Note that by default, Linux intentionally leaves the first few kilobytes (or even megabytes) of each process's virtual address space unmapped, so that attempts to dereference null pointers generate an unhandled page fault resulting in an immediate SIGSEGV, killing the process.
For details, see the Single Unix Specification version 4 entry for the mmap() system call:
And the glibc mmap() documentation:
Multiple Page Table Entries can map the same physical page. Access through these virtual addresses (often in different processes) all show the same contents, and changes to it are immediately visible to all users. (Shared writable mappings are a common high-performance inter-process communication mechanism.)
The number of PTEs mapping each physical page is tracked, and when the reference count falls to zero the page is moved to the free memory list.

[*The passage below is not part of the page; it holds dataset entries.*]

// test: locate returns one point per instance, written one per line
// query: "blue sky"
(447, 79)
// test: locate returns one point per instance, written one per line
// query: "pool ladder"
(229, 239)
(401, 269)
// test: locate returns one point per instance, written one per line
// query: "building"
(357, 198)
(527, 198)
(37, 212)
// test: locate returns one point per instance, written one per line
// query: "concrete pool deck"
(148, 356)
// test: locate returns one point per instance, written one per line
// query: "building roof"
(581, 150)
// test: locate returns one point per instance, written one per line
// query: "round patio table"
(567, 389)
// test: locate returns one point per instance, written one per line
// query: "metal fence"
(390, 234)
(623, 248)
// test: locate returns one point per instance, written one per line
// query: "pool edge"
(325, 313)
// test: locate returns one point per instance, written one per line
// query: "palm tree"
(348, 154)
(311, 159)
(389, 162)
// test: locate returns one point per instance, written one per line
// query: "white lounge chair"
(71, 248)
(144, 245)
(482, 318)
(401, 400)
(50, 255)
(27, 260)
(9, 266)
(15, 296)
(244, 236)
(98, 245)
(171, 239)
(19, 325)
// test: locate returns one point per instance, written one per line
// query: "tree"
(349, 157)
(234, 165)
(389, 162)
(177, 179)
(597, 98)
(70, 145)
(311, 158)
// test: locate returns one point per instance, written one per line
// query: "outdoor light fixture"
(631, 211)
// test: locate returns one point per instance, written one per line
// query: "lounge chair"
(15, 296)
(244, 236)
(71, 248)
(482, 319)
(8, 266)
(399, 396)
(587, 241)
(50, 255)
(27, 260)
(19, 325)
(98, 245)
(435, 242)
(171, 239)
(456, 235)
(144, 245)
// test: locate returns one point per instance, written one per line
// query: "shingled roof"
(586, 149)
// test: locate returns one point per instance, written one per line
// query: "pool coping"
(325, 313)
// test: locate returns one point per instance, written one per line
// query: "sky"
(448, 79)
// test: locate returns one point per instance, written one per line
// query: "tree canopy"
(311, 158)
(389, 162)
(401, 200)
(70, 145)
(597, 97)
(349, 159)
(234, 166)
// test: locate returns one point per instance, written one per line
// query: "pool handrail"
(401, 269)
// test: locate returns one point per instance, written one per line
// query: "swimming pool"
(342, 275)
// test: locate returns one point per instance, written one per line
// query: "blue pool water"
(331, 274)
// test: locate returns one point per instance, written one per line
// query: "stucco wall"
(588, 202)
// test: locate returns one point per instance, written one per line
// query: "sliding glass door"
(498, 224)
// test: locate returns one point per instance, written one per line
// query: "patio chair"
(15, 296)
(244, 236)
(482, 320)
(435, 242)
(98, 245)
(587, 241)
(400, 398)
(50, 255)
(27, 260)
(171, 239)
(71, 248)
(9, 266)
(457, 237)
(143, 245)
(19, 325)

Anonymous memory is a memory mapping with no file or device backing it. This is how programs allocate memory from the operating system for use by things like the stack and heap.
Initially, an anonymous mapping only allocates virtual memory. The new mapping starts with a redundant copy on write mapping of the zero page. (The zero page is a single page of physical memory filled with zeroes, maintained by the operating system.) Every virtual page of the anonymous mapping is attached to this existing prezeroed page, so attempts to read from anywhere in the mapping return zeroed memory even though no new physical memory has been allocated to it yet.
Attempts to write to the page trigger the normal copy-on-write mechanism in the page fault handler, allocating fresh memory only when needed to allow the write to proceed. (Note, prezeroing optimizations change the implementation details here, but the theory's the same.) Thus "dirtying" anonymous pages allocates physical memory, the actual allocation call only allocates virtual memory.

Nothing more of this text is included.